The 107 is the city car, the 1007 an electric sliding-door high-roof curio and the 206, the high-selling if flawed supermini fleet staple. But unlike previous Peugeot history, the 207 doesn't replace the 206. Like recent moves at Fiat with Punto and Grande Punto, Peugeot plans to continue selling both cars alongside each other indefinitely.

Peugeot says the 206 will remain a first family car for the 107 customer to aspire to while the 20cm longer 207 will be the "grown up car for families looking for safe, stylish fun". Oh I see now...I think.


Peugeot 207 spec panel

All fleets need to know is that the 206's range will be pared back to two trim levels and will be aimed more at retail than fleet.

But to the new car. The 207's extra length adds up to 150kg in weight too. Break the figure down, and 60kg relates to new safety, 40kg to size, 25 to comfort (sound-proofing and insulation) and 25 to quality materials. Are the benefits tangible?

The 207 has excellent NCAP safety protection credentials - five stars for adult occupants (versus the 206's four), four for child occupants (206 - n/a) and three for pedestrians (206 - three). Cabin material quality is much higher in all trim levels over the equivalent 206 and outside noise is well suppressed. But all this comes at a price as the engines to power the 207 are the same as the 206's.

This results in all but the 110PS 1.6 diesel feeling 'underpowered-to-gutless', depending on the engine output.

Two forthcoming units developed with BMW (and destined for the new Mini) should help. A 150PS 1.6 petrol arrives in October and a 115PS 1.6 replacing the current 110PS 1.6 comes in early 2007.

Beyond the engines, the electrically-assisted steering feels reasonable if slightly detached and

artificial, gearbox occasionally notchy, ride decent and handling fine, if not class-leading. The driving position including pedals felt fine to this 6'1" driver helped by now standard rake and reach steering wheel - but we'll have to wait and see how the right-hand drive models 'translate'.

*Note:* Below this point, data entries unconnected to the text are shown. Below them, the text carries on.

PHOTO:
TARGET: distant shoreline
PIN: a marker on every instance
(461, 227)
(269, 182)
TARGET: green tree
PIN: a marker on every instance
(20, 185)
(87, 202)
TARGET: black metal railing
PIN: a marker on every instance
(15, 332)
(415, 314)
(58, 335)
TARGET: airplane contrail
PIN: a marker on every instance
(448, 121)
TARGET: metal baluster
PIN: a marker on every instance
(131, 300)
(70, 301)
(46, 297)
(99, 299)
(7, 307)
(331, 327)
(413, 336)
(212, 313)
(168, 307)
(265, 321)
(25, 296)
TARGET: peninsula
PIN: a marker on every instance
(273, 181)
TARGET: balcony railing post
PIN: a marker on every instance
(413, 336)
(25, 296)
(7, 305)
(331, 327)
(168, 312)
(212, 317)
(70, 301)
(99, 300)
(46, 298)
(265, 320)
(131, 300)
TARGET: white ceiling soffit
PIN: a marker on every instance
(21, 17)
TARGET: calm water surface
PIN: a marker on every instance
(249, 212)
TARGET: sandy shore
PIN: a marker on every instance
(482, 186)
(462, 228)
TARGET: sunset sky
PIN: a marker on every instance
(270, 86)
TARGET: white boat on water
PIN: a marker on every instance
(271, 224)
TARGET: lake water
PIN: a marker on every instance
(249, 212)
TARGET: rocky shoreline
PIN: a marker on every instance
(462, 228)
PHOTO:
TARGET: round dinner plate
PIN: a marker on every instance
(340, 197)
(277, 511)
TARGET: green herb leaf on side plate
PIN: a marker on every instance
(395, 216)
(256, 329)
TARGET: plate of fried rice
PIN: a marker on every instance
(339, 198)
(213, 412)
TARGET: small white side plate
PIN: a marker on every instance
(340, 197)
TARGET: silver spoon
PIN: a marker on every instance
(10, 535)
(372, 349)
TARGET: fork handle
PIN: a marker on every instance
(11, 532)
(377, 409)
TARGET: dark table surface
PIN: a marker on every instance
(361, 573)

Interior room all round is up on the 206 and the full length sunroof makes the space feel more airy still. While rear headroom is good, legroom is only okay if you put knees either side of the front seat. Further body styles - SW and CC plus auto transmission, stop/start technology and finally a 172PS 1.6 GTi will boost the range in 2007 but meantime, stick to the 110PS diesel or wait for the new BMW petrols.